Monday, May 13, 2013
Day One Hundred and Thirty-three - The Cider House Rules, "I have no idea what Michael Caine saw in Tobey Maguire"
I hate to say it, but I think I prefer it when Tobey is in the latter position. It's just hard to get a believable emotion out of him.
Set in the 1940's, The Cider House Rules tells the tale of an orphan (Maguire) trying to find his place in the world. Raised to be an obstetrician by Dr.Larch (Caine), who runs the orphanage where unwed mothers give birth to unwanted children... or don't, Tobey's character, Homer Wells, decides in the first act to avail himself to the good nature of a young couple coming to the orphanage for an illegal abortion (Charlize Theron and Paul Rudd) and escape the life that has been set before him, namely, taking over the orphanage.
Over the course of the second and third acts, Homer lives life apart, becoming an apple picker and falling in love with Charlize Theron's character Candy, who is heartbroken at being separated from her lover, the Army Pilot Wally (Rudd). They have a beautiful affair that lasts the winter until word comes of both Wally and Dr.Larch's fates.
I really liked The Cider House Rules, I just wish they had found someone other than Tobey to play this role. Throughout the entirety of the film, he plays Homer with a detached pleasantness that worked for him really well (ironically enough) in Pleasantville, but doesn't feel right inhabiting a character going through so much emotional turmoil.

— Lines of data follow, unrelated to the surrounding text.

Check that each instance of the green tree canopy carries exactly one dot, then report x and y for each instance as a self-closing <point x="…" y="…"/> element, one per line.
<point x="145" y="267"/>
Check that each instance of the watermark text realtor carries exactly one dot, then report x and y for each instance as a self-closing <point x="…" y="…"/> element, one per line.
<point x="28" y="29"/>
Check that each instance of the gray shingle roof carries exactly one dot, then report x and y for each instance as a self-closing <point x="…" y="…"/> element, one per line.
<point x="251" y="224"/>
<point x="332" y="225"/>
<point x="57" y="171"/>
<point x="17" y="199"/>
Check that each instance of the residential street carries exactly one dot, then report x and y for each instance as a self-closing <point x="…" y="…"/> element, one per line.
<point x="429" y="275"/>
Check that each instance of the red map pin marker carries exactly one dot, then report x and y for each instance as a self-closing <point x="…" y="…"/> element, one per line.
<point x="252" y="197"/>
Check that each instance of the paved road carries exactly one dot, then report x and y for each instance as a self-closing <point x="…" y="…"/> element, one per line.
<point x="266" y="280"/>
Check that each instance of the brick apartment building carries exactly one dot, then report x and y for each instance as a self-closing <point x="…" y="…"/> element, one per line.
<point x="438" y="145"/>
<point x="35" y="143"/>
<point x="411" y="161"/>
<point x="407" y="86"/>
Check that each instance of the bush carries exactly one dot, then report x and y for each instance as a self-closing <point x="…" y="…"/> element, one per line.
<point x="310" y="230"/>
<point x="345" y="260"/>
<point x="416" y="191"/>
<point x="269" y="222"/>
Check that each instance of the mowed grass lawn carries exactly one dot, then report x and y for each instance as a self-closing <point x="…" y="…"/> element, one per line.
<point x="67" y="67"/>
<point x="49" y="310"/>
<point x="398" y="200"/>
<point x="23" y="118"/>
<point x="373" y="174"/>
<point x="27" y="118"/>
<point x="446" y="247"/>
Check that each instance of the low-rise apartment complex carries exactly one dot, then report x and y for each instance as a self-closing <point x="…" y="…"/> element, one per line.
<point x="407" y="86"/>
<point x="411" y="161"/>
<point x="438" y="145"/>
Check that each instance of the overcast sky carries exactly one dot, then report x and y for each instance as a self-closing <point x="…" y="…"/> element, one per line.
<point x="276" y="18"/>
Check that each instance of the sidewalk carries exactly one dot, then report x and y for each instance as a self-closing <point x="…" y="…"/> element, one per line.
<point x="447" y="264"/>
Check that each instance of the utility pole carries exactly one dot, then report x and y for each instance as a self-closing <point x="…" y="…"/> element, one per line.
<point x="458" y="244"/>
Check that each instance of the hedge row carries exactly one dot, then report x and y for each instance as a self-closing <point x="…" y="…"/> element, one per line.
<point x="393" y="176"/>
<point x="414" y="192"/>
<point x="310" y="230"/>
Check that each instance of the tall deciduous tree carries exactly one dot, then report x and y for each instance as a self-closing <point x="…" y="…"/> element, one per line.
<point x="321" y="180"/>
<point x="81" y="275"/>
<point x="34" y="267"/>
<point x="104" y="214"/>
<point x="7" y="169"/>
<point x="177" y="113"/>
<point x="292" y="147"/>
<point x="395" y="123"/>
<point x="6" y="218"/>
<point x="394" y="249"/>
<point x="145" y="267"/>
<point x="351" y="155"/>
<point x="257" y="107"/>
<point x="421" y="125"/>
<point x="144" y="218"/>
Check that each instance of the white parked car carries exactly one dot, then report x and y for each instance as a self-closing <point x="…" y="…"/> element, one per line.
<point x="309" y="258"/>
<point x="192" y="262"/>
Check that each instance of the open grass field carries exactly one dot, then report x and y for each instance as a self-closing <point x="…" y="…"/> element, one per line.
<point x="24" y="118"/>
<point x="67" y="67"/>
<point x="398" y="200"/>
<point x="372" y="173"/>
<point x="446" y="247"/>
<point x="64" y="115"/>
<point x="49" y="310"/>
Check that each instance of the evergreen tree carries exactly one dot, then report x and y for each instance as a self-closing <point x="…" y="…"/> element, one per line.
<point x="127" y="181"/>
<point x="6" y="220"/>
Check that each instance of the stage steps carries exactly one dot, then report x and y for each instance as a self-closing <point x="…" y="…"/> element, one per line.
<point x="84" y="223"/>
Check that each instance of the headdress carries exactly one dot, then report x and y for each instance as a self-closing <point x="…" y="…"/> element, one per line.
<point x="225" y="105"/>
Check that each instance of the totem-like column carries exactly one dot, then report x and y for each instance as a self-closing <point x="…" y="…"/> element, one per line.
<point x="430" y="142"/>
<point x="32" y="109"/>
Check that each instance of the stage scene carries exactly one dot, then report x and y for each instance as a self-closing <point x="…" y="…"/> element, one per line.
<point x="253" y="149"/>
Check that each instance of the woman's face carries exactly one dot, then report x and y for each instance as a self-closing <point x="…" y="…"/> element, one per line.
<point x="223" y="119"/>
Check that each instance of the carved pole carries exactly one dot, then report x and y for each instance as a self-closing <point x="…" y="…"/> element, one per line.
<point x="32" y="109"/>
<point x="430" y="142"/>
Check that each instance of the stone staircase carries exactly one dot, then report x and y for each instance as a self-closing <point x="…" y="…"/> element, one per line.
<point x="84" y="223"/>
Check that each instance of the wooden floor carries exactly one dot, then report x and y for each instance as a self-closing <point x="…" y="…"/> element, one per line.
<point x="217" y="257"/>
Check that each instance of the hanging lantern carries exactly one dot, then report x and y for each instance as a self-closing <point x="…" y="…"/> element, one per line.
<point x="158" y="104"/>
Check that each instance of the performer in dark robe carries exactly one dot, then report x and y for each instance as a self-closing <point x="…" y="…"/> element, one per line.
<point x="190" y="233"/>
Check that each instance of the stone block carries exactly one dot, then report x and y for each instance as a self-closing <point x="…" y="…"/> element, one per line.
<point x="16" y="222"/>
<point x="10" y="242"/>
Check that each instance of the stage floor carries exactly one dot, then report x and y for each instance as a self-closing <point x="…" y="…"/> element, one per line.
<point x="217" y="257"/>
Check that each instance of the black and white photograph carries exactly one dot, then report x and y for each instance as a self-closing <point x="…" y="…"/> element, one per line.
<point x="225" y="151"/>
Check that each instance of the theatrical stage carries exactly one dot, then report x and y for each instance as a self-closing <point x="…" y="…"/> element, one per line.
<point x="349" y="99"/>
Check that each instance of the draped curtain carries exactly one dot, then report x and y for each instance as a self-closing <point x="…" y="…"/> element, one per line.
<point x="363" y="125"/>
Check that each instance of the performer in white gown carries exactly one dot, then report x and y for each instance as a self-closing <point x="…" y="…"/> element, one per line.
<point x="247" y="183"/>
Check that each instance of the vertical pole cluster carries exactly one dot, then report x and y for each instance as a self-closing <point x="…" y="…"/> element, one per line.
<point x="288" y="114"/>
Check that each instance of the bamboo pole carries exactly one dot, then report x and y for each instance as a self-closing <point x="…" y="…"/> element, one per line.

Be it leaving his childhood home or finding his first love (lucky him that it was Charlize), I get nothing from Tobey but a sort of goofy neutralness that makes me wonder if he's just high all the freaking time. I mean everyone... Theron, Caine, Delroy Lindo... heck, even Rudd outshines Tobey in terms of emotional range in this film.
That said, it's still an interesting period piece that deals with some heavy subject matter, namely the ethics and morality of abortions. Sure, it's a little heavy-handed with its message and telegraphs its main crisis a bit too early, where Homer has many first act objections to what he considers to be an unethical practice, but it manages to smother doubt and awkwardness by introducing an even darker aspect to the film with the normally affable Mr.Rose (Lindo) and his daughter (Erykah Badu).
As far as coming of age films go, it true that the film is more than a bit plodding and predictable, with no real surprises other than the Rose situation, but it still manages to be pleasing and redeeming, never really succumbing to the cheese that hovers just around the corner, waiting to be unleashed via bad editing or scoring.
Quick shoutout to J.K.Simmons who plays Theron's father for a few scenes and Kieran Culkin who has a small role at the orphanage. Always good to see them both!